Point of View
Finding Work Without Experience
By Trevor Roberts
Apr 20, 2013 - 8:04:36 AM

UNITED STATES—Can you believe spending four years at a university studying your tale off, to learn that you might come out of school and not have a job?  Trust me I know the feeling.  A college degree is like a high school diploma nowadays.  If you want to stand out against the rest, you have to have a graduate degree or a doctorate degree to be considered a top-notch candidate. 

 

The experience really has nothing to do with anything, as long as you have the degree its the deciding factor, but there are also other issues prevalent.  How can we expect to get a job if we don’t have experience? Every company wants you to have experience, yet there are no companies willing to hire people and train them.  Trying to find a job in today’s economy is like picking a needle from a haystack. Quality jobs are out there, its just so many companies are overly choosy about who they bring on board.

 

Internships are a great way to gain experience in the work force, but internships are also limited in scope.  So many college students that intern for companies rarely learn any new skills or job experience.  They may spend countless hours playing errand runner to the boss.  How exactly is grabbing everyone’s lunch or sorting mail preparing you for the real world?

 
MSU_1.jpg
Michigan State University. Photo courtesy of Facebook.

 

Its not, it may teach you discipline, but it’s more about the hierarchy of command.  Those on top do little to nothing, while everyone else busts their tails. If a company is really focused on getting the best out of interns brought on board, the goal should be to disperse them into the department or departments they are most interested in. 

 

This provides the student with the opportunity to take on responsibility and learn a new skill that they may be quite good at that they never thought out. Having that internship on your resume gives you an edge, but there is still the issue that you have no real world experience.  An internship is not the same as an actual job, interns rarely get dismissed, but in corporate America if you don’t do your job, someone who can will replace you.  So many students fail to understand this.

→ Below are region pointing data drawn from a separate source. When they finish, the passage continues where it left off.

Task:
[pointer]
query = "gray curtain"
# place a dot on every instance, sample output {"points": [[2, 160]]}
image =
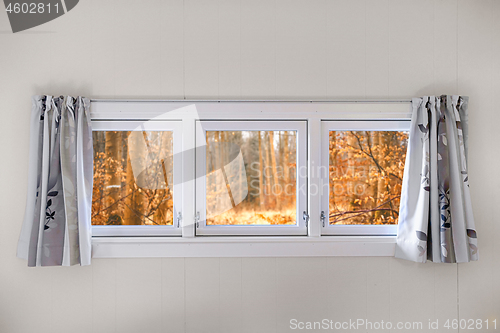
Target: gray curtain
{"points": [[435, 217], [57, 228]]}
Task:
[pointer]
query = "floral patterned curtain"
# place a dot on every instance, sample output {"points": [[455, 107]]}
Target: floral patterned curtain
{"points": [[57, 229], [435, 219]]}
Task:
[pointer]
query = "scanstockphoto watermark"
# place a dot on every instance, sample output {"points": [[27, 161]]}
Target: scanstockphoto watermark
{"points": [[364, 324]]}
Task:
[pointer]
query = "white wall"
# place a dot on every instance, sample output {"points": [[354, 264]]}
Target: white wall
{"points": [[251, 49]]}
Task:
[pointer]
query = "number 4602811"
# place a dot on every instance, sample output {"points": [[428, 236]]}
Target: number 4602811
{"points": [[32, 8], [470, 324]]}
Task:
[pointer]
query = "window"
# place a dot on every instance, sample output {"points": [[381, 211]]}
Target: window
{"points": [[365, 163], [247, 178]]}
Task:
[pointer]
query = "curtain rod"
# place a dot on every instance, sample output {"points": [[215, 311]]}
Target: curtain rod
{"points": [[248, 101]]}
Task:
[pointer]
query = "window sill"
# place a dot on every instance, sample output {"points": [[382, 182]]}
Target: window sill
{"points": [[157, 247]]}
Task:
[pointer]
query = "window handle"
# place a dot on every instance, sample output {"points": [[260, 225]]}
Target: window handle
{"points": [[305, 216], [323, 217], [179, 218]]}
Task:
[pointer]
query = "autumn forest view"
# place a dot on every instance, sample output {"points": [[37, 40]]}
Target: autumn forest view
{"points": [[251, 177]]}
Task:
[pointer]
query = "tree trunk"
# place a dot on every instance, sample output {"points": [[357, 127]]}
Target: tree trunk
{"points": [[136, 201], [112, 184]]}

Corporate America has to be a bit more inviting to training potential candidates for a certain job, not everyone is going to have 5-7 years of experience in a particular field. By the way, this is what most companies ask for when seeking out suitors for a job vacancy. Having a mentor show them the ropes places an employee in a better position, of course there is an issue of a costly mistake being made, but no one is perfect, mistakes happen the key is to learn from those mistakes and keep it moving. 

 

Look at it this way, by training someone to perform a certain duty that person picks up a skill that can help the company invite an influx of applicants that can be trained by the same person.  In a sense, the company is able to select from a group of candidates to perform a task compared to just one person. Why is this important? People change careers all the time, if a company loses its top producer and has no one else to fill that void it can be distracting and perhaps costly for the corporation.  Having a back-up prevents such issues from arising.


No individual comes into a company as an expert; it takes time to learn a skill or to perfect your craft. To all the companies out there, don’t be so quick to slam the door in an inexperienced candidates face. That person could be the key to taking your company to the next level, but you’ll never know because you didn’t give them the shot to prove themselves to you.